No parent would want to see their child die.  And no husband would want too see their wife die during childbirth.

So for me, I am thankful I was in the good hands of Dr Jason and the midwives.  Both baby and me is fine.  Nothing untoward happened and all is well.

People can argue that I was not ready for labour because I have no dilation although I was 1 day overdue.  Baby didn't poo meconium too when the water broke.  Some would say by induce labour, baby becomes distress which to some extent I agree.  Baby was very disturbed since birth and cries a lot.  But all in all, I just let the doctor and midwife guide me.

Did I feel I have a bad experience of labour?  No.  It was uncomfortable and annoying but bad experience, no.  The nurses and midwives were very helpful.

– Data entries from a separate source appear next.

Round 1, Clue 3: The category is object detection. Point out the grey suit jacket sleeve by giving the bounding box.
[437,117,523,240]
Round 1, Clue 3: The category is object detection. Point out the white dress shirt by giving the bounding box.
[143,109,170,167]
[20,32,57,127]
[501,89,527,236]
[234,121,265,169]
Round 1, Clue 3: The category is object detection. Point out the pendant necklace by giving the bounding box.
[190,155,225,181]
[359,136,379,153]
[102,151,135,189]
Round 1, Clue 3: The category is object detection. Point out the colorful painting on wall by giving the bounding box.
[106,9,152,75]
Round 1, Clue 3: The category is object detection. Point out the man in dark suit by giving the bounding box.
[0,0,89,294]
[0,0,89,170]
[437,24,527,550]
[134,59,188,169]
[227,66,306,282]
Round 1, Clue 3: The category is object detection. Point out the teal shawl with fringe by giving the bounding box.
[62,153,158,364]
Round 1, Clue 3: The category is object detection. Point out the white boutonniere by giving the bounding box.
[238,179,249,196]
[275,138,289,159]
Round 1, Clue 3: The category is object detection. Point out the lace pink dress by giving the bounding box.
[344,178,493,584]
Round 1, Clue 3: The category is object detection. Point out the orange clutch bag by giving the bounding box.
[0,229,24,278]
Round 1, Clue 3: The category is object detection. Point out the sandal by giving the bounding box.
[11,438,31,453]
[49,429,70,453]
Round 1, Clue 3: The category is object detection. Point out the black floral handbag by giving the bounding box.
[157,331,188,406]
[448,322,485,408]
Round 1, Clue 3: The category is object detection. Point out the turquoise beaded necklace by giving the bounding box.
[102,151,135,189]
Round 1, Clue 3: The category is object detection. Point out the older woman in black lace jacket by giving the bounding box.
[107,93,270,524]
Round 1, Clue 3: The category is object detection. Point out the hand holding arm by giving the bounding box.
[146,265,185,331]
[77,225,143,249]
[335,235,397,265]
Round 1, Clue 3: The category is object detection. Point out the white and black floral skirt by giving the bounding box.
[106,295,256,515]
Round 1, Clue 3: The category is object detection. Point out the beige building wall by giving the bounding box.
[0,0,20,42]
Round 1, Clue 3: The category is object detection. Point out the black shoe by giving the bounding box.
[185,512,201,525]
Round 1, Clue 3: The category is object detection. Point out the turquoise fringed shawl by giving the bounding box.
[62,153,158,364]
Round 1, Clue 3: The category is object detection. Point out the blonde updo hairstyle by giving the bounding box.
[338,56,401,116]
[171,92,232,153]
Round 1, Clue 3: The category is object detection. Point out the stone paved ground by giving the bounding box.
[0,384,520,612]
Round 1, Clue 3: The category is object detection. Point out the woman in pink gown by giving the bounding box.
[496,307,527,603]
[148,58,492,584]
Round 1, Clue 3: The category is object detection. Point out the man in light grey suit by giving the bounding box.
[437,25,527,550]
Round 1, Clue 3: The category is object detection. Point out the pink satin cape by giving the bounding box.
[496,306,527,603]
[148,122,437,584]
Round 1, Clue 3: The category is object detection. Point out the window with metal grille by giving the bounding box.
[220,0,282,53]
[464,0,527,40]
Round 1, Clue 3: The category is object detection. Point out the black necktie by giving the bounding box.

I understand some women has had bad experience of childbirth while in the hospital.  So you must choose a reliable gynae, someone whom you feel you can connect with.  Some commenters told me that they are not happy with Dr Jason.  Like I said, he can be stern and if you don't follow his cue and advise, he can nag you and scold you.  For me I feel it's for my own good.  For some others, they felt since they paid so much for consultancy and get his scoldings, not worth it.  Up to you, my dears.  You can find another gynae whom you are comfortable with.

So that being said, my next baby, I would probably try government hospital and will try c-section since I have a history of no dilation (from miscarriage to this labour).